Key design considerations
The U.S. Environmental Protection Agency (EPA) has developed a set of policies for site characterization and monitoring of underground injection of CO2 for geologic storage in saline formations (known as Class VI wells) and enhanced oil recovery (EOR, Class II wells). As the carbon removal industry scales up, existing policy may need to evolve based on continuing experience:
What is the appropriate length of time for liability for potential leakage or other malfunction of Class VI wells to fall on the project developer? How does this timeline affect environmental safety as well as the incentive to invest in such projects?
What entity takes over responsibility for monitoring and remediation in the long term (after project developer liability expires)? How long does that responsibility last?
To what extent should states be granted primacy to develop and enforce their own regulations around site selection and monitoring based on state-specific circumstances?
To what extent should the amount of stored CO2 be prioritized and maximized in EOR operations (Class II wells)? Currently, because CO2 is an expense for EOR, the operator has an incentive to reduce the amount of CO2 injected compared to the amount of oil produced, but reversing this would increase the net carbon benefit of CO2-EOR.
Injection of CO2 into the ground has been happening since the 1970s through EOR, where CO2 is injected into depleted oil reservoirs to produce additional oil. As the oil is produced, the injected CO2 ultimately takes the place of that oil in the pore spaces of the rocks. Dedicated CO2 sequestration has also been taking place in a handful of projects around the world (including in the U.S.), starting in the mid-1990s. Storage through mineralization has been piloted in Washington State (as well as in Iceland).
The U.S. EPA has established guidelines for siting, operating, and closing different types of injection wells through the Underground Injection Control program of the Safe Drinking Water Act.

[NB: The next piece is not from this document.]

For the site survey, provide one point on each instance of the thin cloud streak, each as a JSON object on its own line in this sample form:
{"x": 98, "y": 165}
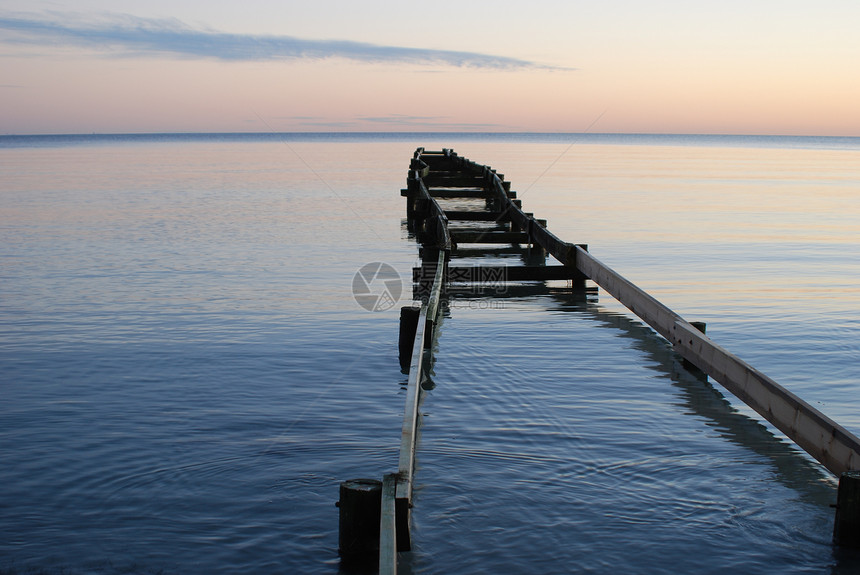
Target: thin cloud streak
{"x": 135, "y": 36}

Class II wells, where CO2 could be injected for enhanced oil recovery, are generally regulated by states to which EPA has delegated primacy, and these regulations vary state by state.
The guidelines for Class VI geologic storage wells were established in 2010 and to date the EPA has issued six permits to two projects. Four permits, which have since expired, were issued to the FutureGen Alliance in Morgan County, Illinois, and two permits to the Archer Daniels Midland (ADM) ethanol plant—a government-supported demonstration plant in Decatur, Illinois, that is capturing and sequestering 0.9 MtCO2 per year.
The Class VI permitting process includes consideration of siting, site characterization, construction, operation, monitoring, and site closure of Class VI wells, including post-injection monitoring for up to 50 years to ensure that injected CO2 has stabilized and no longer poses a threat to drinking water. It requires in-depth modeling and analysis to predict the behavior of, and area affected by, injected CO2, as well as a plan of action in case the injected CO2 does not behave according to expectations and endangers drinking water supplies. Individual states can apply for Class VI primacy to approve applications within their state instead of EPA. North Dakota is thus far the only state with this authority, having applied in June 2013 and been granted primacy in April 2018.